Be serious about it and don’t start cracking jokes when talking to them about your concerns. How you get the message across will also determine whether they will take you seriously or not.

It’s even better if you can have this conversation one on one without any distractions.

 Don't shy away from admitting that you want respect from your friend (Shutterstock)

iv.Give them room to communicate their expectations

This process isn’t only about you. It’s also an opportunity for them to set their boundaries when it comes to you so that you’re on the same page. It should be like a discussion and not a dictatorial situation where you demand respect without letting them feel heard as well.

Keep in mind that a friendship is a partnership so everyone is entitled to their own point of view.

v.Set an example

This is where the expectations are put to the test. They will have every right to call you out if you’re busted crossing someone else’s boundaries while demanding that they respect yours. It’s quite humiliating to find yourself in such a situation.

The good thing about encouraging boundaries is, it forces you all to become better individuals and friends to each other.
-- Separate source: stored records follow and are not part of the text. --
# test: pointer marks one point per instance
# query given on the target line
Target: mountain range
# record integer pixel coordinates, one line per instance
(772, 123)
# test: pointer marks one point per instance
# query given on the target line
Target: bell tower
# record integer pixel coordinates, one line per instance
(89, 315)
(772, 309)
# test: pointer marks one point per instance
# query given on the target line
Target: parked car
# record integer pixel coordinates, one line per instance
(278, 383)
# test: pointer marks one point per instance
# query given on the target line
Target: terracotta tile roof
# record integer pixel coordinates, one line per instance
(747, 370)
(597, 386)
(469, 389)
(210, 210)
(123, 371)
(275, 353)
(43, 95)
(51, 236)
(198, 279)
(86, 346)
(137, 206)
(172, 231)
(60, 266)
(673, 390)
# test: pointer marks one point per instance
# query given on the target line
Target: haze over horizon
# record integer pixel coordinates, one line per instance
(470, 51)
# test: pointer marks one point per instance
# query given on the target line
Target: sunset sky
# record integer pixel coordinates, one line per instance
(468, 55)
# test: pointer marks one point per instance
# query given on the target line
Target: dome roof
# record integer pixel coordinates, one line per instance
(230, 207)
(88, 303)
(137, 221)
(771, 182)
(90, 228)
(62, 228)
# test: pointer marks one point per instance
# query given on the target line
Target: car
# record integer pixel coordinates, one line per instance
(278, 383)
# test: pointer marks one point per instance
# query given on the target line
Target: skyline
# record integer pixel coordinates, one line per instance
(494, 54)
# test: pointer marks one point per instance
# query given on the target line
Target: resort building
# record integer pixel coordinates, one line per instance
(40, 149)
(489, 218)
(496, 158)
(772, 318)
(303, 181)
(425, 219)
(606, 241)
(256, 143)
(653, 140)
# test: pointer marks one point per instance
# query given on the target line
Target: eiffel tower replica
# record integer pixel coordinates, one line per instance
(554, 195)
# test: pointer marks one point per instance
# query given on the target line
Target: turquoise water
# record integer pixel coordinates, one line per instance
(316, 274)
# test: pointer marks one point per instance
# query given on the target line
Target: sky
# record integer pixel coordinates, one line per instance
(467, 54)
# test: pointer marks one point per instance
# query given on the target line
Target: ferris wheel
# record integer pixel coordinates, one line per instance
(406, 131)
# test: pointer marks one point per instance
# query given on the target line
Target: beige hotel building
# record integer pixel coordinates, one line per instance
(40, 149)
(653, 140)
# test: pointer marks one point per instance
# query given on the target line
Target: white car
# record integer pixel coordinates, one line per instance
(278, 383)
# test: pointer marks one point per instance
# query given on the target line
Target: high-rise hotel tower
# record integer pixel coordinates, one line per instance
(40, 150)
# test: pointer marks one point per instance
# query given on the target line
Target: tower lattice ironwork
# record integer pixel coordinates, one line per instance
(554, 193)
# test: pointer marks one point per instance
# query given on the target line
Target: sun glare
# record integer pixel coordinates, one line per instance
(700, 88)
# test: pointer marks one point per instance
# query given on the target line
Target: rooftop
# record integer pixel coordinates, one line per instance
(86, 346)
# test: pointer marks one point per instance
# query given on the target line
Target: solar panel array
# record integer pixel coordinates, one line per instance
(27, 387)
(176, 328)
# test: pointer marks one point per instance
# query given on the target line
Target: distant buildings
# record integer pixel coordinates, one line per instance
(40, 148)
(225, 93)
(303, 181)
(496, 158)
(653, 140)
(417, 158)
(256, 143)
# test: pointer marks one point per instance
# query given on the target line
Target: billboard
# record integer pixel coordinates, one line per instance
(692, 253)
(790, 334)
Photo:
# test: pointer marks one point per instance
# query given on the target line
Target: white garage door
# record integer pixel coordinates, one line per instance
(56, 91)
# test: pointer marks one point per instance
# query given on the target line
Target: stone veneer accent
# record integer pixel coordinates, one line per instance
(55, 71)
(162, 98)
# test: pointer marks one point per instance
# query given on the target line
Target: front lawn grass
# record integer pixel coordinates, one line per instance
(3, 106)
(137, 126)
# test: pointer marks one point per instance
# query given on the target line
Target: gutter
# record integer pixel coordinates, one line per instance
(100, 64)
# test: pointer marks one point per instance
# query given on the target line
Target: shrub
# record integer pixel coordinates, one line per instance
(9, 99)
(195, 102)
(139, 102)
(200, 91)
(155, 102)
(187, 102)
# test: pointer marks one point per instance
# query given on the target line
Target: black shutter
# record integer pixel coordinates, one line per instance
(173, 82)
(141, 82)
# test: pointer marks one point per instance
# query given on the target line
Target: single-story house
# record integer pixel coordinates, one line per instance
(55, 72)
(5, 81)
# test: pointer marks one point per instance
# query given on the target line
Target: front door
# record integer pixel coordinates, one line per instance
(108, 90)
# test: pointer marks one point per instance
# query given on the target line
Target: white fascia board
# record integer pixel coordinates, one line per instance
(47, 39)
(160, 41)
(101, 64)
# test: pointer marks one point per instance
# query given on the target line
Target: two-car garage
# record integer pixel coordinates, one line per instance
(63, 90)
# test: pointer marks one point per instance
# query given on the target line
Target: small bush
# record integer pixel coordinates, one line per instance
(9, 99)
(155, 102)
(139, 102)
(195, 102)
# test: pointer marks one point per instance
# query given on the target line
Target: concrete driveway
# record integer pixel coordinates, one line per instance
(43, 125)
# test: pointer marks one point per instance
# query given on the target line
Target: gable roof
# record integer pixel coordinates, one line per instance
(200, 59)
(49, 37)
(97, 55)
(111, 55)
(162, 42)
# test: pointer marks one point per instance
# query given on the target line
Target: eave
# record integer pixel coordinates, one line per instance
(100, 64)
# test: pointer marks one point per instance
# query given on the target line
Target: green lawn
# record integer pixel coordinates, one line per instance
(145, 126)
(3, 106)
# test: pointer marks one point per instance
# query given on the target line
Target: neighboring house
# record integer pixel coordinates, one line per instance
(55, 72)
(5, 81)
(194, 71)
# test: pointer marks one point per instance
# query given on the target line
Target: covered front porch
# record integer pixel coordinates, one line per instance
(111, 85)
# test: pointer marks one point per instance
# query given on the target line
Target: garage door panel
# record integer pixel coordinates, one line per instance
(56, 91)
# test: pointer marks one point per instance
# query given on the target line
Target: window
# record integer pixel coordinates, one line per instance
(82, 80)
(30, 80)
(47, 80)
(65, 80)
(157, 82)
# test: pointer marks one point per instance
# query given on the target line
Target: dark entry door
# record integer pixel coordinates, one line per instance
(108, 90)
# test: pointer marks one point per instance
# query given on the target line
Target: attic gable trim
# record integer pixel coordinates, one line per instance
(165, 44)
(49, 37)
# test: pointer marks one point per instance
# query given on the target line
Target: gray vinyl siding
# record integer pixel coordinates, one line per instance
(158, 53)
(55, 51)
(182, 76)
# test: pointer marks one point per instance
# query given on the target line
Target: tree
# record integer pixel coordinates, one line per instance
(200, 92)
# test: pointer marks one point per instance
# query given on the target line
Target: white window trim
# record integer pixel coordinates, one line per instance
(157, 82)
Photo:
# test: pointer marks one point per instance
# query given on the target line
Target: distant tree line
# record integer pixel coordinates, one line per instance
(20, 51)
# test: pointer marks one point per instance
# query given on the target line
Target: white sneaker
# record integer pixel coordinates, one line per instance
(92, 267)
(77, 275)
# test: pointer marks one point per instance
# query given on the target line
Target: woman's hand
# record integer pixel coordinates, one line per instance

This serves as an important lesson even when it comes to setting limits with others like family members.

The biggest benefit out of it all is that you learn to take responsibility for your actions.

vi.Take breaches seriously

Boundaries are basically useless if you’re not keen on consequences whenever someone disregards you. Sometimes people like to test whether your limits actually work by intentionally disrespecting you even after you’ve communicated what you need from them from the beginning.

You need to think about how you’ll be dealing with certain situations so that you’re not caught off guard. If they do something that you said you’d never tolerate, show that you’re more than ready to cut them off and actually follow through if that’s what you’ve decided to do.

Basically, you shouldn’t take disrespect lightly.

People actually respect you more when they see that you’re 100% serious when it comes to your expectations.